A steady stream of nicotine normalizes genetically-induced impairments in brain activity associated with schizophrenia, according to new research involving the University of Colorado Boulder.
The finding sheds light on what causes the disease and why those who have it tend to smoke heavily.
Ultimately the authors of the study, released online today in the journal Nature Medicine, envision their work could lead to new non-addictive, nicotine-based treatments for some of the 51 million people worldwide who suffer from the disease.
“Our study provides compelling biological evidence that a specific genetic variant contributes to risk for schizophrenia, defines the mechanism responsible for the effect and validates that nicotine improves that deficit,” said Jerry Stitzel, a researcher at the Institute for Behavioral Genetics (IBG) and one of four CU Boulder researchers on the study.
Led by Uwe Maskos — a researcher at the Institut Pasteur in Paris, France — the study found that when mice with schizophrenic characteristics were given nicotine daily, their sluggish brain activity increased within two days. Within one week it had normalized.
“Basically the nicotine is compensating for a genetically determined impairment,” says Stitzel. “No one has ever shown that before.”
The international team of scientists set out to explore the underlying causes of “hypofrontality” — a reduction of neuronal firing in the prefrontal cortex of the brain. Hypofrontality is believed to be the root cause of many of the signature cognitive problems experienced by schizophrenics, including trouble paying attention, remembering things, making decisions and understanding verbal explanations.
Previous genome-wide association studies have suggested that people with a variation in a gene called CHRNA5 are more likely to have schizophrenia, but the mechanism for that association has remained unclear. People with that variant are also more likely to smoke.
Eighty to 90 percent of people with schizophrenia smoke and most are very heavy smokers, a fact that has long led researchers to suspect they are self-medicating.
For the study, the researchers set out to answer several questions: Does a variant in the CHRNA5 gene lead to hypofrontality. If so, how? And does nicotine somehow interrupt this effect?
To do so, the research team first took mice with the CHRNA5 gene variant and used state-of-the-art brain imaging technologies to see if they had hypofrontality.
They did. Then Stitzel and co-author Charles Hoeffer, also of CU Boulder’s IBG, conducted behavioral tests to see if the mice shared key characteristics of schizophrenics, like being unable to suppress a startle response and being averse to social interaction.
They were. The results validated that the gene variant likely plays a role in schizophrenia by causing hypofrontality, says Stitzel.
Nicotine appeared to reverse this in the mice, normalizing brain activity by acting on nicotinic receptors in regions of the brain key to healthy cognitive function.
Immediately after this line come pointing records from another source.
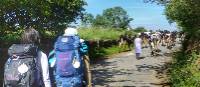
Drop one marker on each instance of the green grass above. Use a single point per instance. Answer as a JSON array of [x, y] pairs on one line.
[[185, 71]]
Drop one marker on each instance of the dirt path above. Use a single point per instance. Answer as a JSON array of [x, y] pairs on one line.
[[125, 70]]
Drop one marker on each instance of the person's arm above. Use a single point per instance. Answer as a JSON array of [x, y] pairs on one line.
[[45, 70]]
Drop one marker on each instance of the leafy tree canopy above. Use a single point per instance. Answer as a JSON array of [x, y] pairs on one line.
[[87, 19], [40, 14], [115, 17]]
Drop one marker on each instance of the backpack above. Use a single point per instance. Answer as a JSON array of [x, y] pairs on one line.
[[22, 68], [67, 55], [83, 48]]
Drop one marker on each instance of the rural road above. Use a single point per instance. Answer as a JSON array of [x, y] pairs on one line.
[[124, 70]]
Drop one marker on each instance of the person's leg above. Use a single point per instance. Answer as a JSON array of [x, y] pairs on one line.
[[87, 71], [137, 55]]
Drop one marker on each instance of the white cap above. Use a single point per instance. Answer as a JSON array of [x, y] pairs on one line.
[[70, 32], [81, 40]]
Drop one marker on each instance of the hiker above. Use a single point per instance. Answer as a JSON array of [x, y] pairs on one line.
[[138, 46], [86, 63], [68, 59], [27, 65]]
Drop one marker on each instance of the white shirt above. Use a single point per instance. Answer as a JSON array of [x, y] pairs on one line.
[[138, 45], [45, 68]]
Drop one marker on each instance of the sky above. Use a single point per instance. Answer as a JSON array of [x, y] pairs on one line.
[[148, 15]]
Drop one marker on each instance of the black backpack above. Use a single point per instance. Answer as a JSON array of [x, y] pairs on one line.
[[23, 68]]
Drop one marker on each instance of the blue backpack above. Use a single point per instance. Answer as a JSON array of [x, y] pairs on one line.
[[66, 52]]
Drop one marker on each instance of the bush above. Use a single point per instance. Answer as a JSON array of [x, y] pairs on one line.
[[185, 70]]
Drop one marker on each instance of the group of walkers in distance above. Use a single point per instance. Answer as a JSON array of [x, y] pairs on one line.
[[67, 65], [154, 39]]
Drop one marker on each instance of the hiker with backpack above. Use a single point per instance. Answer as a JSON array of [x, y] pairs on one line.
[[86, 63], [27, 65], [68, 60]]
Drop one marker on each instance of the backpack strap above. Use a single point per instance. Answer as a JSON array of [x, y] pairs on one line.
[[39, 76]]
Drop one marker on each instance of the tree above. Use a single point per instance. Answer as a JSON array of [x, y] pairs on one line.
[[115, 17], [186, 13], [40, 14], [87, 19]]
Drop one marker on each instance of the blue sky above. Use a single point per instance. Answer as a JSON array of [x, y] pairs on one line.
[[150, 16]]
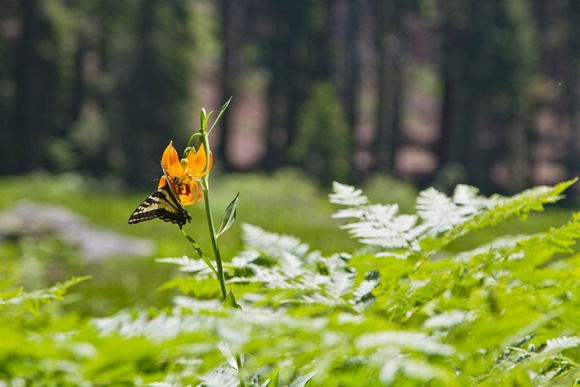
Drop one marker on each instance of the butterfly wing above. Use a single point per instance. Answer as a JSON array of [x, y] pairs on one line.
[[163, 204]]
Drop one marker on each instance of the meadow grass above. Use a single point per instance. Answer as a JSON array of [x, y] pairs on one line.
[[286, 202]]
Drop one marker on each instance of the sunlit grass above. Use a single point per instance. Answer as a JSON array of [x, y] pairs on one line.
[[286, 203]]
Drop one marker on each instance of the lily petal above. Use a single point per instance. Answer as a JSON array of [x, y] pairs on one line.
[[170, 161], [197, 163]]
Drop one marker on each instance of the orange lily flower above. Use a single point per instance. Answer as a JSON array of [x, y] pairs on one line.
[[185, 172]]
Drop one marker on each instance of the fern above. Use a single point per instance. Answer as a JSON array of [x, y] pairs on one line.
[[440, 219]]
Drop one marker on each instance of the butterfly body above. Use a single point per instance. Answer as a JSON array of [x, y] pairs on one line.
[[164, 204]]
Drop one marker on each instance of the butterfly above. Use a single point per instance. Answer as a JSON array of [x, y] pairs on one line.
[[163, 204]]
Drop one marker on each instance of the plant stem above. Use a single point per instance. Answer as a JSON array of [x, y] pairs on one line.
[[212, 234], [240, 370]]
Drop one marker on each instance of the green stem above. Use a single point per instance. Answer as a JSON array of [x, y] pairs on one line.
[[212, 234]]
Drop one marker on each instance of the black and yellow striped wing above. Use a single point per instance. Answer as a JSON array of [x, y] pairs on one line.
[[163, 204]]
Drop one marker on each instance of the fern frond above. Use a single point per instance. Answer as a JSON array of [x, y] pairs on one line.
[[440, 213], [347, 195]]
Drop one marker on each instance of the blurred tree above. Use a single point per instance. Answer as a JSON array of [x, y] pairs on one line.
[[322, 145], [30, 85], [388, 16], [287, 56], [153, 85], [487, 64]]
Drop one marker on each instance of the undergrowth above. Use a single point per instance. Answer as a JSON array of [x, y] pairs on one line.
[[401, 310]]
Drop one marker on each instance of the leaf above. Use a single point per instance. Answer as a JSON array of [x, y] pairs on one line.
[[198, 250], [229, 216], [230, 302], [274, 381], [301, 381]]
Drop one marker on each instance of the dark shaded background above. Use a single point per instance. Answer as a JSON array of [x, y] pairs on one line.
[[434, 91]]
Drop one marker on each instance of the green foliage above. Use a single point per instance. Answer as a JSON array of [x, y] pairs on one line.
[[405, 310]]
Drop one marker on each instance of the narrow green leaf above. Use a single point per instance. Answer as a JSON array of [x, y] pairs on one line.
[[301, 381], [223, 109], [229, 216], [274, 381], [199, 252], [230, 302]]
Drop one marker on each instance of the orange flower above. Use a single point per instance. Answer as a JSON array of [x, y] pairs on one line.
[[185, 172]]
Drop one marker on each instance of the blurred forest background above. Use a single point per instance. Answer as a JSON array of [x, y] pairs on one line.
[[432, 91]]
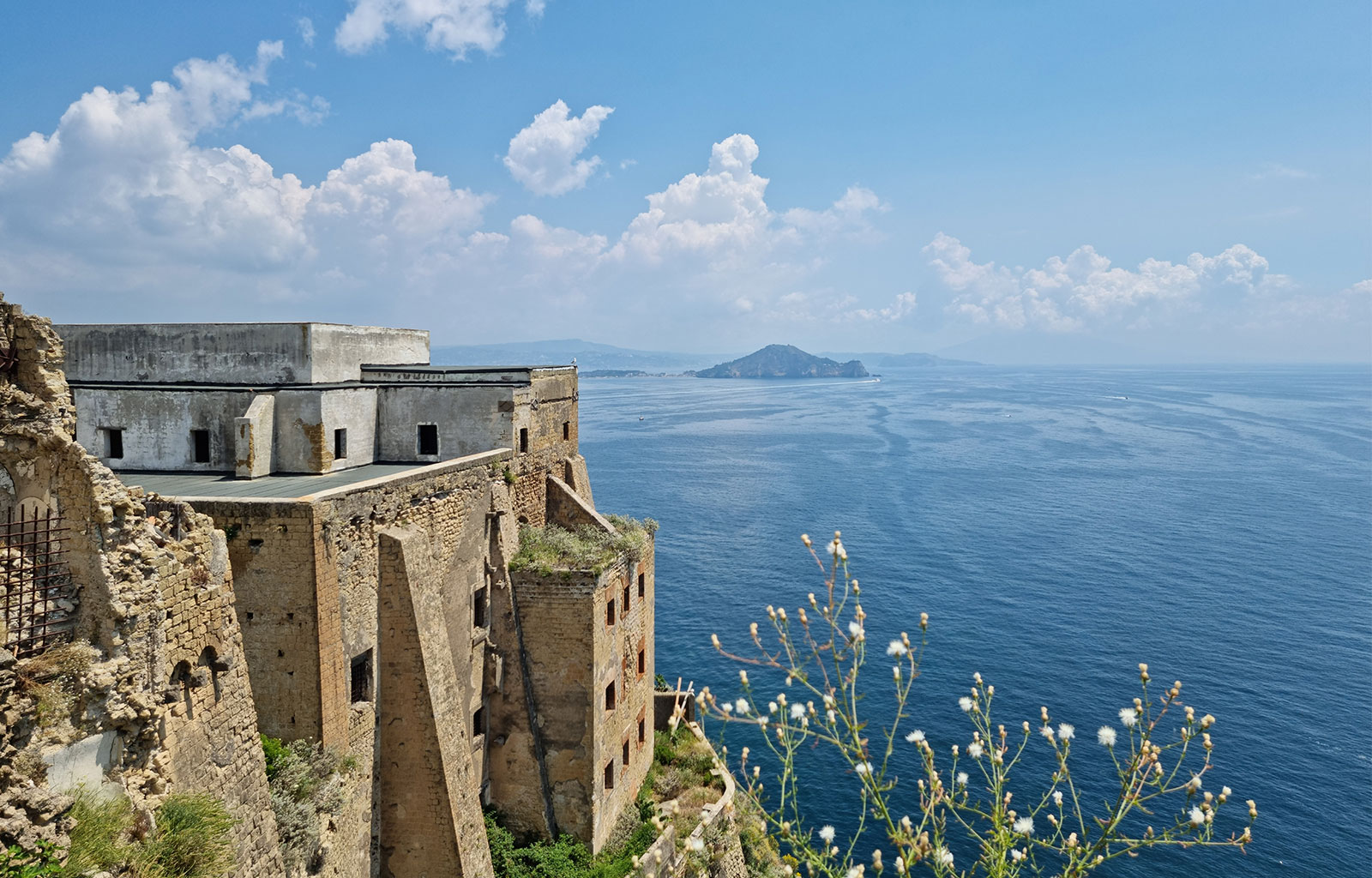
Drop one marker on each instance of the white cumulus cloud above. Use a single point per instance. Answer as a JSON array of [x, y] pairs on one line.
[[544, 157], [1084, 290], [454, 27]]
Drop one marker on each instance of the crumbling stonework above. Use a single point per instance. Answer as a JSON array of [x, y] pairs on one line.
[[153, 695]]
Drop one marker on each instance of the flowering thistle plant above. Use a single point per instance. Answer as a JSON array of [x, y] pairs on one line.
[[960, 818]]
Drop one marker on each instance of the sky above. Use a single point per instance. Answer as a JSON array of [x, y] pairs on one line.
[[1044, 182]]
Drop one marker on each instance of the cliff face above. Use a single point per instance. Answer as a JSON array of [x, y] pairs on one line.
[[784, 361], [123, 665]]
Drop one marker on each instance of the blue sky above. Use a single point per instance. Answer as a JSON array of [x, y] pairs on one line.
[[1065, 182]]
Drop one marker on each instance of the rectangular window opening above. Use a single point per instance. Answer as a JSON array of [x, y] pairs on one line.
[[113, 442], [427, 439], [479, 608], [201, 441], [361, 683]]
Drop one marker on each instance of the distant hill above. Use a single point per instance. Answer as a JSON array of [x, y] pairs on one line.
[[784, 361], [560, 352]]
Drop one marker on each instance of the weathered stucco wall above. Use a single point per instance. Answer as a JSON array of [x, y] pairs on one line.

Because hypofrontality is also associated with addiction and other psychiatric conditions, such as attention deficit hyperactivity disorder and Bipolar disorder, the research could ultimately have broad applications for drug development in the mental health field, the authors say.
“This defines a completely novel strategy for medication development,” says lead author Maskos. Early stage research is already under way to develop drugs that act on nicotinic receptors.
Another potential application of the research: “Identifying behavioral deficits associated with this mutation can be used for diagnostic or predictive work in schizophrenia,” says Hoeffer.